Gustavo Valiente - Europa Press
MADRID 15 nov. (EUROPA PRESS) -
A ministra da Saúde, Mónica García, declarou neste sábado que o Governo iniciará uma disputa administrativa contra a Comunidade de Madri, depois que esta não apresentou seu registro de médicos objetores de consciência em matéria de aborto, depois que este requisito formal foi iniciado há um mês pelo Ministério da Saúde.
"A senhora Ayuso, no mais puro estilo 'trumpista', decidiu se declarar rebelde contra o direito das mulheres ao aborto e decidiu obstruir esse direito ao aborto de forma reacionária", comentou o ministro.
"Em uma mistura familiar de arrogância e ignorância, a Sra.

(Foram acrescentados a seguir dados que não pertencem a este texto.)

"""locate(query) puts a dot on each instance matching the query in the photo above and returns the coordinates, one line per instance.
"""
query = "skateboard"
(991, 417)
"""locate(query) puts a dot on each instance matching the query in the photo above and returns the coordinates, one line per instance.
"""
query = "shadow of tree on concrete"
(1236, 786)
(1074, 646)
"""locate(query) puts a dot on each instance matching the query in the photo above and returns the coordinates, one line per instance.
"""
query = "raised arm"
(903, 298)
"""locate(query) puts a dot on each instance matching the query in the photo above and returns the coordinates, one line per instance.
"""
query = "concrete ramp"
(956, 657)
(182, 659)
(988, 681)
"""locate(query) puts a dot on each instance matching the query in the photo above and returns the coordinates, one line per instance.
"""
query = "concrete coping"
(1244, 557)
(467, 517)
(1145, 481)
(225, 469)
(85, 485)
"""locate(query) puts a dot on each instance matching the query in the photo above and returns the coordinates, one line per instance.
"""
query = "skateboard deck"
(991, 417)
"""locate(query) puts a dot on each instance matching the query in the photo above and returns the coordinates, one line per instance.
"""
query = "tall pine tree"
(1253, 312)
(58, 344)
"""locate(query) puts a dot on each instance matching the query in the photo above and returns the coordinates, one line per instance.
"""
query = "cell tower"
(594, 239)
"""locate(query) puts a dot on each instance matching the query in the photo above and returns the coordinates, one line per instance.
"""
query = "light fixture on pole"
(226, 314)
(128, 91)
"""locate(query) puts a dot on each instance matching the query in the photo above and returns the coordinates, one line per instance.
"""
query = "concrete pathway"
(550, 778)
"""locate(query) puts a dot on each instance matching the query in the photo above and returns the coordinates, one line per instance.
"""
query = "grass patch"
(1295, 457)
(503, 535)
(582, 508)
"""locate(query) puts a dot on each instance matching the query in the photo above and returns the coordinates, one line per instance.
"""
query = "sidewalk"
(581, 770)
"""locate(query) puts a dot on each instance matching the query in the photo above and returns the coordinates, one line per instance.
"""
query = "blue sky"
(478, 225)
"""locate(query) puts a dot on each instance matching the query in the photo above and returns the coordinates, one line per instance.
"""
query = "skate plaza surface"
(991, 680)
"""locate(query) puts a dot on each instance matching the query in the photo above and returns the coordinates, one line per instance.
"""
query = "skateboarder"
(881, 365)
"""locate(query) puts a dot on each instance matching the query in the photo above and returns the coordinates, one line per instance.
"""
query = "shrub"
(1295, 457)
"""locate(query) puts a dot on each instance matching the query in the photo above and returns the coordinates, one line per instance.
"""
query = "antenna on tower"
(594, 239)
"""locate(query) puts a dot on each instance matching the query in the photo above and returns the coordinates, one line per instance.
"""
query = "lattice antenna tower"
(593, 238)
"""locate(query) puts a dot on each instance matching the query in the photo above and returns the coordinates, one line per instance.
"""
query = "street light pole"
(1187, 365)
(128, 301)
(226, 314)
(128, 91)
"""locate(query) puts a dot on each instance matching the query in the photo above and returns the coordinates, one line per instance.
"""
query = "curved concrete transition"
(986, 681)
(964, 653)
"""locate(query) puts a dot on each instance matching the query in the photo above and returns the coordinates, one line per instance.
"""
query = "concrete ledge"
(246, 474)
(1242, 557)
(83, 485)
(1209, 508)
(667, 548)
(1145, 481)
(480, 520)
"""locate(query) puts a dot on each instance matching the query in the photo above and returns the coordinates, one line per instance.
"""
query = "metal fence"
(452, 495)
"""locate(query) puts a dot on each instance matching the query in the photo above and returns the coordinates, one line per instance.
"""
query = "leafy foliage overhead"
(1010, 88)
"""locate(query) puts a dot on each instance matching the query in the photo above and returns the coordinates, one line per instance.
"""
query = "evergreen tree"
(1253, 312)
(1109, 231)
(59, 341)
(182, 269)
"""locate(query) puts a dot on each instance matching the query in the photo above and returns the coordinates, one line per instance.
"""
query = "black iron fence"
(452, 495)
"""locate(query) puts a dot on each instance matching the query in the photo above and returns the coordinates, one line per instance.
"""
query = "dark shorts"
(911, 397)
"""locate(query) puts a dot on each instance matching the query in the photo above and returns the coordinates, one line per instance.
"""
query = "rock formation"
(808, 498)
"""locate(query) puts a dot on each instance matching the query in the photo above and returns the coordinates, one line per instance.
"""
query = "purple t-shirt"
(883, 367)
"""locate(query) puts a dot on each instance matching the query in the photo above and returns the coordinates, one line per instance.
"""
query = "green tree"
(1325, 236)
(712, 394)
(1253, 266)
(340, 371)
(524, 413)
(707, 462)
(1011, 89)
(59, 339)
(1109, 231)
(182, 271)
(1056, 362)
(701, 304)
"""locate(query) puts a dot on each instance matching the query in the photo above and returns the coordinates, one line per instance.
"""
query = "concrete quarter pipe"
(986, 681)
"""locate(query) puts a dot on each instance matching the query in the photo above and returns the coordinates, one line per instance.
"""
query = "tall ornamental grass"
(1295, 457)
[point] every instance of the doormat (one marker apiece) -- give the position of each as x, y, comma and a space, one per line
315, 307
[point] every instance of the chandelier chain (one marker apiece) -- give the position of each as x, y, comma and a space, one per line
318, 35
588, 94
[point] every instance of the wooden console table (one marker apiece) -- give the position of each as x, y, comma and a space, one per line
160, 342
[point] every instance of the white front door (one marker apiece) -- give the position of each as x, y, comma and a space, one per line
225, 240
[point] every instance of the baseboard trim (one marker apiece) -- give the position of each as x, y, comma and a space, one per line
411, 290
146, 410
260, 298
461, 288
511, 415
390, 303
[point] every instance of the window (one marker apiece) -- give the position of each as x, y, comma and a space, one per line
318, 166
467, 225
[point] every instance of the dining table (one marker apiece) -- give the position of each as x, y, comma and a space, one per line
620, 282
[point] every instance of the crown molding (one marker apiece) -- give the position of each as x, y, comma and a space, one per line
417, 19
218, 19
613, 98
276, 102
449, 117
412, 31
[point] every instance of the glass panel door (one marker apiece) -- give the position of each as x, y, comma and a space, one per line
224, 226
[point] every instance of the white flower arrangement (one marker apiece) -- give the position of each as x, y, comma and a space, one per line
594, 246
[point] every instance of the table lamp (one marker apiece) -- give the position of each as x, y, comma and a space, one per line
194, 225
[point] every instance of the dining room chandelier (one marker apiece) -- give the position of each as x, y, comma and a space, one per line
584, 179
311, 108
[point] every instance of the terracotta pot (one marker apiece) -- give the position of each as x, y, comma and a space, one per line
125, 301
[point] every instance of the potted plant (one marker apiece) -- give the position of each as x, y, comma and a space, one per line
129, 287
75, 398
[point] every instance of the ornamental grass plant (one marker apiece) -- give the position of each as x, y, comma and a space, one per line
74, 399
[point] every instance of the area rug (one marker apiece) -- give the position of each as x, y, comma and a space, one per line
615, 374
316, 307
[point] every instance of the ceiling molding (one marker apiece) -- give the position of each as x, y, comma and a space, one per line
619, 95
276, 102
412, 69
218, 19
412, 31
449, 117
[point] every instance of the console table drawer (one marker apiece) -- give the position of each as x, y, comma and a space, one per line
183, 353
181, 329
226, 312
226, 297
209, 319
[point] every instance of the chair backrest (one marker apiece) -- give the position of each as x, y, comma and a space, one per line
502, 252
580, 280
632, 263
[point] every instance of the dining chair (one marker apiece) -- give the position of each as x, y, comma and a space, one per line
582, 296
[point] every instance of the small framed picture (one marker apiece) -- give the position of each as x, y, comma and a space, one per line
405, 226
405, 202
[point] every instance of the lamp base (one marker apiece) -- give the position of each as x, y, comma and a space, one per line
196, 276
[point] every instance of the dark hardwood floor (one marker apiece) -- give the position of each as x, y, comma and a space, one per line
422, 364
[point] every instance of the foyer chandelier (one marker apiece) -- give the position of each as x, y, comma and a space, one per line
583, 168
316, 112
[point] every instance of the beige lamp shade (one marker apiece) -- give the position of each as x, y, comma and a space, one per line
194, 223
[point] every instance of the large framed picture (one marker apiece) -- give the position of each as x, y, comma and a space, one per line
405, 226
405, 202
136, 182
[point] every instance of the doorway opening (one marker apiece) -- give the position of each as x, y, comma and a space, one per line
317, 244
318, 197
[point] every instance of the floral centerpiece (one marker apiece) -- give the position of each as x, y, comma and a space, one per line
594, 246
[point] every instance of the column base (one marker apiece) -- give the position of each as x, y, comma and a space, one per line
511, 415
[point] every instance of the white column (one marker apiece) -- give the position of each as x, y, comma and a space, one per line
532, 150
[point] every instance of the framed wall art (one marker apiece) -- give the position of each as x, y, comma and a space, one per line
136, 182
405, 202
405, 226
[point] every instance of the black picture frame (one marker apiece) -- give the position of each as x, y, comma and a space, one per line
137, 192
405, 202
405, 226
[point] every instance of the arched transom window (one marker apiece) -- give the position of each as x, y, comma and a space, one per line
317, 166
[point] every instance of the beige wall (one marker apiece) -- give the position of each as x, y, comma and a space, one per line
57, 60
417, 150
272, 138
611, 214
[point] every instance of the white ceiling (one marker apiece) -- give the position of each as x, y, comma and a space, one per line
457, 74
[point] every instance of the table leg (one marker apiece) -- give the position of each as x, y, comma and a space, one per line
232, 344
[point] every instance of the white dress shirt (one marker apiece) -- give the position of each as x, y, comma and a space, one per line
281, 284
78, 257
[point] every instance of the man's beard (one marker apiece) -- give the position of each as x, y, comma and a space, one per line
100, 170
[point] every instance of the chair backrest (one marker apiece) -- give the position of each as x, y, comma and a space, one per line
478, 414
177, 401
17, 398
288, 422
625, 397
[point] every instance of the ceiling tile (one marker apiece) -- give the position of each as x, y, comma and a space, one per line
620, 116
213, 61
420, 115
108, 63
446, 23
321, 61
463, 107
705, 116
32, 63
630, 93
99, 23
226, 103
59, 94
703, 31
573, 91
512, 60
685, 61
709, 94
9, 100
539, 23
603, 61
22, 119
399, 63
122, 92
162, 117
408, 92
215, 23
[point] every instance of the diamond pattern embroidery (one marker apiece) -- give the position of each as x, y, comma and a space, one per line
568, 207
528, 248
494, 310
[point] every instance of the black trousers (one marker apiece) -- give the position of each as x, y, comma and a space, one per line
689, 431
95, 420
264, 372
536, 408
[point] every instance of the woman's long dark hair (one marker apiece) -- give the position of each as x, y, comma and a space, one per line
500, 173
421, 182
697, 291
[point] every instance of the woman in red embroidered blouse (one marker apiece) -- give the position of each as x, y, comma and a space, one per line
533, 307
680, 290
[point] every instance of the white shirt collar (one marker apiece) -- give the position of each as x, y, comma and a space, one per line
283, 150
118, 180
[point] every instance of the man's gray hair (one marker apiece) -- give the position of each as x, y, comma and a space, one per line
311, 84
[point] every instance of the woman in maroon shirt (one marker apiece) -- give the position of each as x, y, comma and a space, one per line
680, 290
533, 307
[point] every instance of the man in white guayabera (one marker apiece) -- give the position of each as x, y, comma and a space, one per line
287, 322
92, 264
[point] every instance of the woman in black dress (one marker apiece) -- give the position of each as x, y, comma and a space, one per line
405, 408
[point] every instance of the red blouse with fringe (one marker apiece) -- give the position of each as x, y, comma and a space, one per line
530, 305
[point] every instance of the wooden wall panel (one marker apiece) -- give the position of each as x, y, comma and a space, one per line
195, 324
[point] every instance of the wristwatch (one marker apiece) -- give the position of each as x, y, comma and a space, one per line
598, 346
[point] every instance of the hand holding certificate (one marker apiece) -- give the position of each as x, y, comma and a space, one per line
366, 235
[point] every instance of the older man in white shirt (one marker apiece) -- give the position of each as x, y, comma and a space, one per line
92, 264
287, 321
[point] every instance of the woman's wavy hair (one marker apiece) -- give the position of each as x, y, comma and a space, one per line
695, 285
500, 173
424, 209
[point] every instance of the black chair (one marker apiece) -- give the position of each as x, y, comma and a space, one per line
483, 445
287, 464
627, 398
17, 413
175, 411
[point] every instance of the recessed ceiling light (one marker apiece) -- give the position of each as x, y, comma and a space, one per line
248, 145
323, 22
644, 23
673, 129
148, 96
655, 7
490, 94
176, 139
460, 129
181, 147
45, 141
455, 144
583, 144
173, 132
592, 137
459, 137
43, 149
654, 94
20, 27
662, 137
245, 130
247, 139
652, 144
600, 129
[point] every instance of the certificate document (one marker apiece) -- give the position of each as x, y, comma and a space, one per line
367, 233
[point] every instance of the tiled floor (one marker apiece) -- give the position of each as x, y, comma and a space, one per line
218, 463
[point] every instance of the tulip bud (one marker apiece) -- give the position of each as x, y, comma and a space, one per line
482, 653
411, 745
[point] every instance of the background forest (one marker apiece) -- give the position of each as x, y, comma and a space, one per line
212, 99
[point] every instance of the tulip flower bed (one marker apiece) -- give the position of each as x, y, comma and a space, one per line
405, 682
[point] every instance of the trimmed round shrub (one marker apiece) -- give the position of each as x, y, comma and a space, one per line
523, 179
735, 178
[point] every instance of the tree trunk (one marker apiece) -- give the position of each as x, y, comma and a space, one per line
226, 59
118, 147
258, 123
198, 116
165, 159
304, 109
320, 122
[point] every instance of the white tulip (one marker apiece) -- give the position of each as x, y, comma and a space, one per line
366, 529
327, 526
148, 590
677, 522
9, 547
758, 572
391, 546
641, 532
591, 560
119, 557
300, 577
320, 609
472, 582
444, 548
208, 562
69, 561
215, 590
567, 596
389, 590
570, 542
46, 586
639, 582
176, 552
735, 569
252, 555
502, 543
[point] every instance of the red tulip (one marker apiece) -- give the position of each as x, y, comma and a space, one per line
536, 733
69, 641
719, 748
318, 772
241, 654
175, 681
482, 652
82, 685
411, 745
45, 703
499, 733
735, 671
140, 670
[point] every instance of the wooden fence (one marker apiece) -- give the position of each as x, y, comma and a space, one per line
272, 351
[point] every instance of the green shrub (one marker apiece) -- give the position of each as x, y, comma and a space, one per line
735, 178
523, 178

Ayuso não está apenas ignorando o Tribunal Constitucional, mas está indo contra a Lei de Saúde Sexual e Reprodutiva de 2023, mas, mais grave, está indo contra os direitos das mulheres", acrescentou García no evento público 'Dois anos governando' para marcar seu segundo aniversário à frente do Ministério da Saúde.
Assim, o chefe da Saúde declarou que o ministério entrará com uma ação judicial em que "Ayuso terá que responder no tribunal por essa rebelião que ela declarou contra a lei, a democracia e as mulheres da Comunidade de Madri".
A COMUNIDADE DE MADRID SE RECUSA A CRIAR O REGISTRO
A Comunidade de Madri será a única região que não está inscrita nesse registro, depois que as Ilhas Baleares e Aragão foram as últimas a fazê-lo.
A Ministra Regional da Saúde da Comunidade de Madri, Fátima Matute, explicou ontem, sexta-feira, que o governo regional defenderá, "com a Constituição em mãos", a liberdade de objeção ao aborto diante da exigência do governo central de implementar o registro de objetores de consciência.
"Preferimos que um tribunal diga o que deve ser feito em vez de um governo sectário que não pensa em nada nem em ninguém", enfatizou o chefe do sistema de saúde de Madri.